During the Second World War, the French Jesuit theologian Henri de Lubac fought long and vigorously to argue for the fundamental moral incompatibility of Roman Catholicism and National Socialism. His involvement with the French resistance came in the form of the so-called ‘Spiritual Resistance’ of Churchmen against Nazi ideology and the Vichy government. He was involved in the publication of Témoinage chrétien (Christian Witness) a samizdat-style anti-Nazi journal for the devout resistance.
After several of his colleagues were captured and executed by the Vichy regime, necessity forced de Lubac into hiding with only the clothes on his back, and one other item that has always stuck with me. A sack. Full of bits of paper. On these pieces of paper were literally hundreds of transcriptions and notes from Latin manuscripts, an invaluable corpus that would eventually go towards the publication of his famous multi-volume work Exégèse médiévale (Medieval Exegesis) between 1959 and 1965. Given the incredible degree of inter-connectivity and facility of association demonstrated by this weighty piece of scholarship, I cannot help but think about the sack. When in hiding during the later years of the war and back in safety in the post-war years, did Henri de Lubac shape his new scholarship based on the order in which he extracted the tattered scraps from his long-suffering sack?
I have a sack of my own, but it is a sack in concept only. It also benefits from many traits not possessed by de Lubac’s repository of knowledge gifted to me by fairly common and yet borderline miraculous developments in information technology.
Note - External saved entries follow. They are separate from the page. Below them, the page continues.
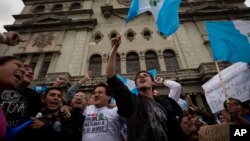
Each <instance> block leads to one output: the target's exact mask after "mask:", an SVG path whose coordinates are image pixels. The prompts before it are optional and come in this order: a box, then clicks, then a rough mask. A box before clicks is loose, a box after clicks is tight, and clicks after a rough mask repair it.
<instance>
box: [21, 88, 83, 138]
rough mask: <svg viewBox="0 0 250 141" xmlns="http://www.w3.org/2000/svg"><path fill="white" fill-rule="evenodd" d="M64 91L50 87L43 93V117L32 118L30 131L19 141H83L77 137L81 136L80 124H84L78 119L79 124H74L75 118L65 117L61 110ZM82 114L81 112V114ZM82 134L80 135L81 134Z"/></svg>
mask: <svg viewBox="0 0 250 141" xmlns="http://www.w3.org/2000/svg"><path fill="white" fill-rule="evenodd" d="M62 94H63V93H62V91H61V90H60V88H53V87H52V88H48V89H47V90H46V92H45V93H44V94H43V95H42V97H41V101H42V108H41V113H42V117H41V118H39V119H37V118H33V117H32V118H31V119H32V120H33V122H32V124H31V126H30V128H28V129H29V131H28V132H26V134H22V136H19V137H18V140H19V141H33V140H37V141H45V140H46V141H69V140H75V141H81V139H79V138H78V139H77V138H76V137H79V136H81V132H76V131H78V130H79V127H78V125H79V124H83V122H81V121H80V120H77V122H78V124H73V122H76V121H73V120H74V119H73V118H72V116H71V117H65V116H64V115H63V114H62V113H61V112H60V106H61V105H62V103H63V99H62ZM79 116H81V114H80V115H79ZM79 134H80V135H79Z"/></svg>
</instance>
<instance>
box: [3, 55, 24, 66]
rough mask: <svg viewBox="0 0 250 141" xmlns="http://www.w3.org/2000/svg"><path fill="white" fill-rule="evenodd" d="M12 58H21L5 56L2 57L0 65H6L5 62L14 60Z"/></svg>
mask: <svg viewBox="0 0 250 141" xmlns="http://www.w3.org/2000/svg"><path fill="white" fill-rule="evenodd" d="M12 60H18V61H20V59H19V58H17V57H15V56H3V57H0V65H1V66H2V65H4V64H5V63H7V62H9V61H12Z"/></svg>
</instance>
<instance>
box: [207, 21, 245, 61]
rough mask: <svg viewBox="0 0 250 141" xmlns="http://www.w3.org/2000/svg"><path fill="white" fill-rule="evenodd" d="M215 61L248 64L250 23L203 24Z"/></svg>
mask: <svg viewBox="0 0 250 141" xmlns="http://www.w3.org/2000/svg"><path fill="white" fill-rule="evenodd" d="M205 25H206V28H207V31H208V36H209V40H210V43H211V49H212V52H213V56H214V60H215V61H217V60H218V61H230V62H240V61H242V62H247V63H250V21H240V20H238V21H220V22H219V21H218V22H208V21H207V22H206V23H205Z"/></svg>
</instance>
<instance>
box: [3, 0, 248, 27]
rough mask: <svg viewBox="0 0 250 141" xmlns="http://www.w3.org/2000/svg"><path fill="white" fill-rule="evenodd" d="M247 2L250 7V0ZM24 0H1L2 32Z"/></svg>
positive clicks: (22, 4) (13, 21)
mask: <svg viewBox="0 0 250 141" xmlns="http://www.w3.org/2000/svg"><path fill="white" fill-rule="evenodd" d="M245 4H246V5H247V6H248V7H250V0H246V2H245ZM23 6H24V4H23V1H22V0H0V32H4V31H5V29H4V28H3V25H9V24H12V23H13V22H14V18H13V17H12V15H15V14H19V13H20V12H21V11H22V9H23Z"/></svg>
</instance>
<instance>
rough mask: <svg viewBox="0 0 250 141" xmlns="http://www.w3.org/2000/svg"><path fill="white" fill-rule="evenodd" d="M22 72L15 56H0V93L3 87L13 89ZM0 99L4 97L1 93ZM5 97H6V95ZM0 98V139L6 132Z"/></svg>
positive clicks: (14, 87) (18, 83) (3, 89)
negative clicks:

Let me describe it for you. The sack is made up of the hundreds upon hundreds of citations, snippets, clippings, and articles that I have thrown rather haphazardly into Evernote since I began using it in 2009. The beauty of Evernote is the ease of acquisition: whenever I read an article or find a piece of information that interests me, I clip it using the Google Chrome web clipper. Down and down these digital artifacts go, spiraling into the chasm of my cloud-based hoard.
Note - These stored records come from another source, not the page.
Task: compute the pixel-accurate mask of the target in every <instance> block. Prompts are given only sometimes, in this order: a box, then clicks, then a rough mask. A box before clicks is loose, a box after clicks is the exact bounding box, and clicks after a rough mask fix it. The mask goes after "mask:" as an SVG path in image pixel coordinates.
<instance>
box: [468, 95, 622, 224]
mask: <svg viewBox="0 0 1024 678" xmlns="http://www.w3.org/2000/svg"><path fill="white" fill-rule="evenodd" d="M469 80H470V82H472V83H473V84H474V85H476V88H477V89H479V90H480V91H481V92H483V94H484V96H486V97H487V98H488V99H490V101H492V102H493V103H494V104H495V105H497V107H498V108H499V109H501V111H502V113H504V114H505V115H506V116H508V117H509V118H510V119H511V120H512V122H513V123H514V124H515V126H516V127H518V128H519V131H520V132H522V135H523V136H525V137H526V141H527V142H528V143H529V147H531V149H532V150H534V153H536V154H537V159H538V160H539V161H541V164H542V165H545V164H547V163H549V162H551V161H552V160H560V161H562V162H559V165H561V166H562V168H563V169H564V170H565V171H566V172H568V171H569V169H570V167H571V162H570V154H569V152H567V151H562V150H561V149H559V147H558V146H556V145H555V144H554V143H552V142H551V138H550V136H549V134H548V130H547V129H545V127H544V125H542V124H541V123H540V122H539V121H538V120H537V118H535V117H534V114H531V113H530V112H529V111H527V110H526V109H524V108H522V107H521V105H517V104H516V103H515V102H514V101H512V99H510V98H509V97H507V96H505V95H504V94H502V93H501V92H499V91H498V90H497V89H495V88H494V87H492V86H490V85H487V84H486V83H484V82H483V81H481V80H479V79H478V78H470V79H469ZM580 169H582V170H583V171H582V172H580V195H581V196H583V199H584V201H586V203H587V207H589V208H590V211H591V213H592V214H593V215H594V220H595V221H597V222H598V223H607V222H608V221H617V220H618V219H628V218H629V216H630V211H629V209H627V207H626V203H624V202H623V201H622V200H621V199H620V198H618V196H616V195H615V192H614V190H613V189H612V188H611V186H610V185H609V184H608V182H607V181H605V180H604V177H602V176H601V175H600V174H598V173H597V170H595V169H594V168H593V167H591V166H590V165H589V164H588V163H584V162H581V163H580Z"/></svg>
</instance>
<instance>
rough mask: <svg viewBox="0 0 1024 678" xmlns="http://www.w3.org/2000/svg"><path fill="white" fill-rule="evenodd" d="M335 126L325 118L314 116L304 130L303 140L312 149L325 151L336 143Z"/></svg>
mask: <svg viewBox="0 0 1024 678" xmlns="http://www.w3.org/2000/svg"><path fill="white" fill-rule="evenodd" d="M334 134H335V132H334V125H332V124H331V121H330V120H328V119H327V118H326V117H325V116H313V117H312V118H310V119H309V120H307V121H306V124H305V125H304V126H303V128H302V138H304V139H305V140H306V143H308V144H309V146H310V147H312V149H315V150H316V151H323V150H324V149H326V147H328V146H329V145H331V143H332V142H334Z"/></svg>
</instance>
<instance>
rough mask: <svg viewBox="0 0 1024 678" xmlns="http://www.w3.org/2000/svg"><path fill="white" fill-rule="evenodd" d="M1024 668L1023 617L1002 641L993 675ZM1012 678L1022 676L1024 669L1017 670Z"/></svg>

I confess that although Evernote offers many organisational features, I prefer to keep my classifications very loose: ‘primary sources’, ‘primary source citations’, ‘literature’ and so on. I was determined to be organised when I began, but like an office worker with a messy desk, I quickly lost my enthusiasm for filing.
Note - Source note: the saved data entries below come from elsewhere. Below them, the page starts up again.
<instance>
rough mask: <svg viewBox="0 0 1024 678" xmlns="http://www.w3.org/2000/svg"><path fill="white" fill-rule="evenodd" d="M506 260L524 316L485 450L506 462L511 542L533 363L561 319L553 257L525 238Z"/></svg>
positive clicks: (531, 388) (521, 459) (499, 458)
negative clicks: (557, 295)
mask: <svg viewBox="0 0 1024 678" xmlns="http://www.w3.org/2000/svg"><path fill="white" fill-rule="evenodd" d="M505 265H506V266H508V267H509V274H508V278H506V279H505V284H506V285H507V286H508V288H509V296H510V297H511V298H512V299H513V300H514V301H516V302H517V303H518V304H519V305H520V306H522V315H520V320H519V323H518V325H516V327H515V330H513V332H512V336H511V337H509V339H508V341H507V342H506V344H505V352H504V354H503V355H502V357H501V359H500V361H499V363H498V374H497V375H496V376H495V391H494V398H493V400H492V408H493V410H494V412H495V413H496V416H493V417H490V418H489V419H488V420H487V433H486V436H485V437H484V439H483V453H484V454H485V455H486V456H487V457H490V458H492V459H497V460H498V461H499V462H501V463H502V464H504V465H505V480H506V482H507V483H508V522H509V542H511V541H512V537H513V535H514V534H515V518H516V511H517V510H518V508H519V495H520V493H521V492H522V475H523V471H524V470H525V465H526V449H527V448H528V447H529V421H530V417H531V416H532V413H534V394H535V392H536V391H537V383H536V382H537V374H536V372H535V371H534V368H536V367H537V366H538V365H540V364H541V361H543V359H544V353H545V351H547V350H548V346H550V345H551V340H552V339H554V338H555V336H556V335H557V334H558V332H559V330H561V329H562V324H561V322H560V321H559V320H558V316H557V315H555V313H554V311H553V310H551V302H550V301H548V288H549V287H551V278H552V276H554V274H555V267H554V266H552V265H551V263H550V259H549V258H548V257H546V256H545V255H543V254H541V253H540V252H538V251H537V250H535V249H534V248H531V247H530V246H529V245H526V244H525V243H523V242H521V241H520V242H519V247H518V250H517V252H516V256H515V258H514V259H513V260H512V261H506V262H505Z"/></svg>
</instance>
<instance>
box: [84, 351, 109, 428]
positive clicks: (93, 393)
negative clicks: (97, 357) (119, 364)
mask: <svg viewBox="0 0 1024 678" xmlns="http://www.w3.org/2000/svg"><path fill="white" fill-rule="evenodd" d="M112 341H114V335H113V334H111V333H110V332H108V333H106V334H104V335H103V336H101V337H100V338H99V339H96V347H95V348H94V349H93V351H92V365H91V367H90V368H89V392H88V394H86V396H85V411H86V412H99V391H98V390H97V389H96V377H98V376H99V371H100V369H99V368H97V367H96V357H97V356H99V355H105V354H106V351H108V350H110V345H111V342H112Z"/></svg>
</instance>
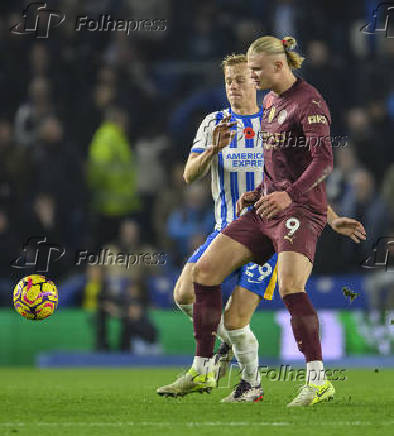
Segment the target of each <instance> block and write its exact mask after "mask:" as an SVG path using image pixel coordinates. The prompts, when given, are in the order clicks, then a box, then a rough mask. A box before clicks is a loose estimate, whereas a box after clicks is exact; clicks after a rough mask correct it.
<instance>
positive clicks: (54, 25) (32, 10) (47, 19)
mask: <svg viewBox="0 0 394 436" xmlns="http://www.w3.org/2000/svg"><path fill="white" fill-rule="evenodd" d="M22 16H23V21H22V22H21V23H18V24H15V26H12V27H11V29H10V32H11V33H14V34H15V35H33V36H34V37H35V38H43V39H47V38H48V36H49V29H53V28H55V27H57V26H60V24H62V23H63V21H64V20H65V18H66V16H65V15H64V14H63V13H62V12H60V11H57V10H55V9H48V8H47V4H46V3H40V2H34V3H30V4H29V5H27V6H26V8H25V9H24V10H23V13H22Z"/></svg>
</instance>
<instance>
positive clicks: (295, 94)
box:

This jumble has had unexpected effects. Anecdotes often circulate about the unexpected innovations that arise when someone with a messy desk links two unexpected pieces of paper. Others lament the fact that digital storage does now allow this. Not true, I tell you! Whenever I am starved for ideas, I search for random words pertaining to my topic. Gems of primary source material, articles, pictures, blog posts: all of these things emerge from the darkness of the sack, often completely forgotten. Like an office worker constantly rearranging their junk and making unexpected discoveries, the chaos of random digital hoarding meshes perfectly with the precision of computer search strings. Disorder and order in perfect balance.
My advice is this: if you are going to hoard your digital content messily, put it somewhere searchable, a sack where you can reach in and grab new morsels of long-forgotten lore. Apple users are blessed with the excellent Searchlight feature, which turns one’s whole hard drive into a giant sack. But to my mind, nothing is better for hoarding and retrieving than a sack full of data. As I near the completion of my thesis, I continue to marvel at how precise Evernote is when looking for a remembered piece of information, and how open to random discoveries when one does not entirely know what one is looking for.
My plan is to just let the sack grow and grow, to continue to feed it until it becomes a personal treasure trove.